Not Going Out live episode
Note: This review is from 2018
Not Going Out needed something to stand out. Lee Mack’s sitcom, bubbling away in its ninth series, is a dependable, familiar part of the schedule, reasonably funny but probably not top of anyone’s list of favourite comedy shows.
A live show is harder to ignore, something to stand out in the crowded Christmas TV market. After all, ‘people love a bit of jeopardy’. Not my words, but a typically self-referential line from Mack’s character Lee, setting up the premise that he and wife Lucy (Sally Bretton) were organising a school variety show.
It’s a good set-up for stunts to play with the live format: Lee juggling eggs, grappling with a tongue-twister and throwing knives. Or, just as impressively, Hugh Dennis and Abigail Cruttenden’s characters Toby and Anna singing Tom Lehrer’s The Elements – the periodic table set to a very brisk Gilbert and Sullivan tune – with the added complications of altered lyrics and recited while having an argument.

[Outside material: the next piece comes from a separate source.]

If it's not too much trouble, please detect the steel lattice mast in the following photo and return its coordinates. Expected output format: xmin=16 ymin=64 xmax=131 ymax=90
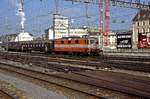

For all the aforementioned jeopardy, it was all executed very well. Perhaps a little too well to make the most of its ‘liveness’. Bretton fluffed a line early doors, but even that seemed intentional, allowing Mack to quip off the back of it. But other than a boom mic drifting into shot at one point and the odd ill-framed camera shot, you would think it was recorded.
So the joke was about knowing references to the show being live rather than making the audience feel the adrenaline. Contributing to that was not making the studio audience part of the show, despite Lee’s vast experience with a live crowd. Perhaps producers felt Mrs Brown’s Boys had got there first by putting the punters in shot, but it made a lot of Not Going Out’s laughs feel canned.
Was it really funny that prop-makers spoofed up a newspaper with an actual headline from the week about Jeremy Corbyn’s Commons mutterings? Yet it got a huge laugh. Thankfully the gag it was telegraphing was actually funny. You don’t want for gags in an episode of this sitcom, even if some are predictable. Two minutes to kill? Lucy suggests sex. ‘What twice?’ is the obvious response.
But to quote another of Lee’s knowing lines from the script: ‘You can get away with anything in a Christmas show’
A live version of Not Going Out was never going to be as inventive as Inside No 9 doing the same – real-time tweets, big plot twists and all. But true to form, it’s was safely, but not excitingly, funny.